Sparrowhawk does not believe that prostitutes have the luxury of insisting on practices that protect them in any adequate way from infection.
Sorry-you are wrong -yet again. The use of condoms for vaginal and anal sex is pretty much universal and has led to a decline in STIs over several years ( Ward,H et al. 2004 Declining prevalence of STI in the London sex industry, 1985 to 2002 Sex Transm Infect 2004;80:374–378. doi: 10.1136/sti.2003.009068) and although the levels of some STIs is higher in prostitutes than non-prostitutes the levels are still low (McGrath-Lone,L et al 2014 The sexual health of female sex workers compared with other women in England : analysis of cross-sectional data from genitourinary medicine clinics Sex Transm Infect 2014;90:344–350. doi:10.1136/sextrans-2013-051381).
(The links are the doi numbers)
Interestingly Migrant Female sex workers (FSWs) had better sexual health outcomes than UK-born FSWs.

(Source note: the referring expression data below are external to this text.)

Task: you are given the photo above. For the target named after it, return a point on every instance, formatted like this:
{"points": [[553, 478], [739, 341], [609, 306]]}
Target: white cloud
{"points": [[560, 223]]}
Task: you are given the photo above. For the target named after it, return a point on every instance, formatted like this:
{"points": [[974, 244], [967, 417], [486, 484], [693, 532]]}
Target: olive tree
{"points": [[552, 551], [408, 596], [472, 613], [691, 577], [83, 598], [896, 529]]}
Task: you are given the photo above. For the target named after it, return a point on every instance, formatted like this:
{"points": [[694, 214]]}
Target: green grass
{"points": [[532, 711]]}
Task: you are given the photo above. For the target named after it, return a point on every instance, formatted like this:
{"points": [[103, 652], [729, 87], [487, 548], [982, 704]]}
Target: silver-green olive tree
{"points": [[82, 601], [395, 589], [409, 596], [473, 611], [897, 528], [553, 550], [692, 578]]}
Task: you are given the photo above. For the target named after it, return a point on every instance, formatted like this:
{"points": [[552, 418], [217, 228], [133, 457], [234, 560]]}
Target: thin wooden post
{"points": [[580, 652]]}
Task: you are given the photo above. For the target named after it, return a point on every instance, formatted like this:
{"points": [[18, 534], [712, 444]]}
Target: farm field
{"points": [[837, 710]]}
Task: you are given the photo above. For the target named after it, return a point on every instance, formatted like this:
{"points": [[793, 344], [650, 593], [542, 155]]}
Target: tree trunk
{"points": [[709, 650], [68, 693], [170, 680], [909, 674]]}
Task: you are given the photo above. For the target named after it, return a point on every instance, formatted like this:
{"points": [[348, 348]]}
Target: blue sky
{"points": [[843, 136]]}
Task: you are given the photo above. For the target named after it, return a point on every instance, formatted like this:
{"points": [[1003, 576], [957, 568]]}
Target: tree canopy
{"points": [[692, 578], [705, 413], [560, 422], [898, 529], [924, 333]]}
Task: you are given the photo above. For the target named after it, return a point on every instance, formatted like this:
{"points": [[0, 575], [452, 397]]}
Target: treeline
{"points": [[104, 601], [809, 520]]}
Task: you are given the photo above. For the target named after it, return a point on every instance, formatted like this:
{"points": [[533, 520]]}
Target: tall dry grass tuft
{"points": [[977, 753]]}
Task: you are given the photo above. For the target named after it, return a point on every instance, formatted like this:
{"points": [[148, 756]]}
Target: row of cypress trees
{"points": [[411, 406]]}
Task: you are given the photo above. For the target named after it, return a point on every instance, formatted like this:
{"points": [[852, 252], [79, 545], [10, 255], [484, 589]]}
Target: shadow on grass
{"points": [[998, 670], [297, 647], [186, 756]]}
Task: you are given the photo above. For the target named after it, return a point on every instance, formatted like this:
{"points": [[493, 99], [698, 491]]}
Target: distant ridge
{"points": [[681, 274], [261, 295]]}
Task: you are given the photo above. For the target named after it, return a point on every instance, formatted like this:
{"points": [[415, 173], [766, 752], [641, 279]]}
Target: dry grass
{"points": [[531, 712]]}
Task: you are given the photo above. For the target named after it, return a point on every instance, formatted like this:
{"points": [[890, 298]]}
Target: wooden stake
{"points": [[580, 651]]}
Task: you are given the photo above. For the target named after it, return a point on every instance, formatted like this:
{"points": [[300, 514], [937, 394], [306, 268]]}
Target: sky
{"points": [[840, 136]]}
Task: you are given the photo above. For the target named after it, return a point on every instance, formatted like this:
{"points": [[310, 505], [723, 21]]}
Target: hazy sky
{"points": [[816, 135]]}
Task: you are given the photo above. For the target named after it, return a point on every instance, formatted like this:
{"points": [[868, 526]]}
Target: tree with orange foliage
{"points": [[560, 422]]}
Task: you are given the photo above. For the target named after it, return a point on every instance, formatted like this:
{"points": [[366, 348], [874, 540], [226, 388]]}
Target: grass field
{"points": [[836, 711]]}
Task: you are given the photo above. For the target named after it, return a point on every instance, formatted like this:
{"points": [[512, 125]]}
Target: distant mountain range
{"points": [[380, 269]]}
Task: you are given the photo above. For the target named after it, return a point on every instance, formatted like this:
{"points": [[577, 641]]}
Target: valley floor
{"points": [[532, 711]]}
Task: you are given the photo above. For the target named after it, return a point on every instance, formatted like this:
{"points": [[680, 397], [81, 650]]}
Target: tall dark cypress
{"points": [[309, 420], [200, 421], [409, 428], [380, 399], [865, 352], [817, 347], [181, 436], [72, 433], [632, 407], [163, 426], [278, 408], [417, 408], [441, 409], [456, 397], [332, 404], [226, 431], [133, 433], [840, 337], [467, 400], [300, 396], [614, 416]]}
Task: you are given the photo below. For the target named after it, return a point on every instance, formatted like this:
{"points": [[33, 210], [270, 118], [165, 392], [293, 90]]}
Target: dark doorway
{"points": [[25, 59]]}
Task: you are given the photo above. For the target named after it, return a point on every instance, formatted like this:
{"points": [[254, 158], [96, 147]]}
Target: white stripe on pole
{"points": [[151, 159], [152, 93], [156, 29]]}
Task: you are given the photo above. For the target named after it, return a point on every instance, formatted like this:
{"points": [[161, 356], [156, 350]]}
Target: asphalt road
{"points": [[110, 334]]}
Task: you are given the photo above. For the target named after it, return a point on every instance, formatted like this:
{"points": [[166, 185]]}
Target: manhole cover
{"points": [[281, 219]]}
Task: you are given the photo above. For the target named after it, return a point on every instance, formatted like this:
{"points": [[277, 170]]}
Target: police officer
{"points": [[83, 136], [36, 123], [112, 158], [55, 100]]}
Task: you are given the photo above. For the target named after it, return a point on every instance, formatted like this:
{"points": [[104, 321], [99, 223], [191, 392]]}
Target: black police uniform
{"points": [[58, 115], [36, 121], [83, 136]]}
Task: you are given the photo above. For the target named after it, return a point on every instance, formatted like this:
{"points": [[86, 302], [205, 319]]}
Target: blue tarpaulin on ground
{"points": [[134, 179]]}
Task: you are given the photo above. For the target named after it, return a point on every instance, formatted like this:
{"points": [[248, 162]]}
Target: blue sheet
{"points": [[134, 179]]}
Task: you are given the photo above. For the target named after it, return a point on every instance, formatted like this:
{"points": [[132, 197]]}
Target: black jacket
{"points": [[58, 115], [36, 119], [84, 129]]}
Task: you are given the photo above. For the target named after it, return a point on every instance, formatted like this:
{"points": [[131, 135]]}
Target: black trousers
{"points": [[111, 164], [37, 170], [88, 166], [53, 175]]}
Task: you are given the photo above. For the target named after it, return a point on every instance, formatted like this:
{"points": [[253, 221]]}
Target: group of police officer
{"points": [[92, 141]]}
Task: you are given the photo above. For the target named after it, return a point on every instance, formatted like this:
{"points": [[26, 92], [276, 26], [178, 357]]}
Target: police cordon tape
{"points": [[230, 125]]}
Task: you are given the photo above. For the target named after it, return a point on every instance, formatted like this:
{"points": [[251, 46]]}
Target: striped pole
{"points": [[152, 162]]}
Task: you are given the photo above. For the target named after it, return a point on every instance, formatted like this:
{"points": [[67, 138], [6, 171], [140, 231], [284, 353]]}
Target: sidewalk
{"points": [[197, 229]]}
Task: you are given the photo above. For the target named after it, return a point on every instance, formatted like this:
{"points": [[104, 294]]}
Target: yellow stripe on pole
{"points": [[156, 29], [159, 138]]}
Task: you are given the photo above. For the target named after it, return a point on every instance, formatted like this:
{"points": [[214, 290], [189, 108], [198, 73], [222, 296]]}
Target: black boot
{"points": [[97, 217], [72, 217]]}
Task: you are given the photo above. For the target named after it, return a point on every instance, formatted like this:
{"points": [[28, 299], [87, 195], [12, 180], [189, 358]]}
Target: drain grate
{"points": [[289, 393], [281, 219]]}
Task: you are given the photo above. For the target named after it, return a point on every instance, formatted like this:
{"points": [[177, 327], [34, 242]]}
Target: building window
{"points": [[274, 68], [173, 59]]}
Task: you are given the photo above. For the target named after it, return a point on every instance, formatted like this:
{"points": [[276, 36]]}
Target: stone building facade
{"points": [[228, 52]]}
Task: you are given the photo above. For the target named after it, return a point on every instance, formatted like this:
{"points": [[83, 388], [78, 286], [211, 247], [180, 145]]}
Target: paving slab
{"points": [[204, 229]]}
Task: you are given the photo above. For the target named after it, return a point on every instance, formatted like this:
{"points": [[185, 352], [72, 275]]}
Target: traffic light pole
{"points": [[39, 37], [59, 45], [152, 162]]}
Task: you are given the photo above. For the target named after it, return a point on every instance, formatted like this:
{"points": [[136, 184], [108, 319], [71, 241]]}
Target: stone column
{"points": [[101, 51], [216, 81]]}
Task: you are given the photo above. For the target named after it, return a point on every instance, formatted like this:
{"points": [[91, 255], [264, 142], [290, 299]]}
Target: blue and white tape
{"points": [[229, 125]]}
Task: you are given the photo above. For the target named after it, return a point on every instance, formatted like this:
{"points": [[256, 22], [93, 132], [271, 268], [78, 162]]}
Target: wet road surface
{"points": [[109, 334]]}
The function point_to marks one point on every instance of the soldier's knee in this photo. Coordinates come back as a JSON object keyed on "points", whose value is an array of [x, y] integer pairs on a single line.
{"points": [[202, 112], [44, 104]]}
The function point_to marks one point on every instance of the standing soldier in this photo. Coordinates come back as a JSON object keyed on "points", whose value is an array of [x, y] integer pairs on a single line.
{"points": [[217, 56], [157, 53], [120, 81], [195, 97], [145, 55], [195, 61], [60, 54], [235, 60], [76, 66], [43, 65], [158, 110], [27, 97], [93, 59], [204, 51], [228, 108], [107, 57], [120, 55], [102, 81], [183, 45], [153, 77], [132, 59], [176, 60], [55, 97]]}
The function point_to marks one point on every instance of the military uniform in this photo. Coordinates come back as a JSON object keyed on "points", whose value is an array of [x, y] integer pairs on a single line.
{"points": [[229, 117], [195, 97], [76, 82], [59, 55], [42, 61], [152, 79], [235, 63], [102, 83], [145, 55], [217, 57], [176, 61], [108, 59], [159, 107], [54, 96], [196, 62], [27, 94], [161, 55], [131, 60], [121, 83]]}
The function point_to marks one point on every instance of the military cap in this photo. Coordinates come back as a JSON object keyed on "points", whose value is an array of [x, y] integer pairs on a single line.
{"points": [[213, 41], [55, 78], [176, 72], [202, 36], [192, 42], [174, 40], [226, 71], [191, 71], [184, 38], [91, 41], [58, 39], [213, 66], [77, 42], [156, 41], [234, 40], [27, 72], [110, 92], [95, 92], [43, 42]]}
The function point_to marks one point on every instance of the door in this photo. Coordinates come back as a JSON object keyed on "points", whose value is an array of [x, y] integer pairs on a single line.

In Australia where different states have different prostitution policies (ranging from illegal, legalized and decriminalized) it is the decriminalized regime where prostitute health is better(Harcourt,C et al 2010 The decriminalisation of prostitution is associated with better coverage of health promotion programs for sex workers Aust NZ J Public Health. 2010; 34:482-6 doi: 10.1111/j.1753-6405.2010.00594.x) and better health surveillance leads to better sexual health (Donovan,B et al 2010 Improving the health of sex workers in NSW: maintaining success. New South Wales public health bulletin 21,74-77 doi:10.1071/NB10013
The Abstract of which reads NSW has a diverse sex industry that is limited in its size by modest demand. There is no evidence that decriminalisation in 1995 increased the frequency of commercial sex in NSW. Though the largest sector, female brothels, is now mainly staffed by Asian women, condom use for vaginal and anal sex exceeds 99% and sexually transmissible infection rates are at historic lows. These gains are attributable to the long-term support of the NSW Department of Health in collaboration with the community-based Sex Workers Outreach Project and sexual health services, facilitated by the removal of criminal sanctions without the expense and access barriers of licensing systems.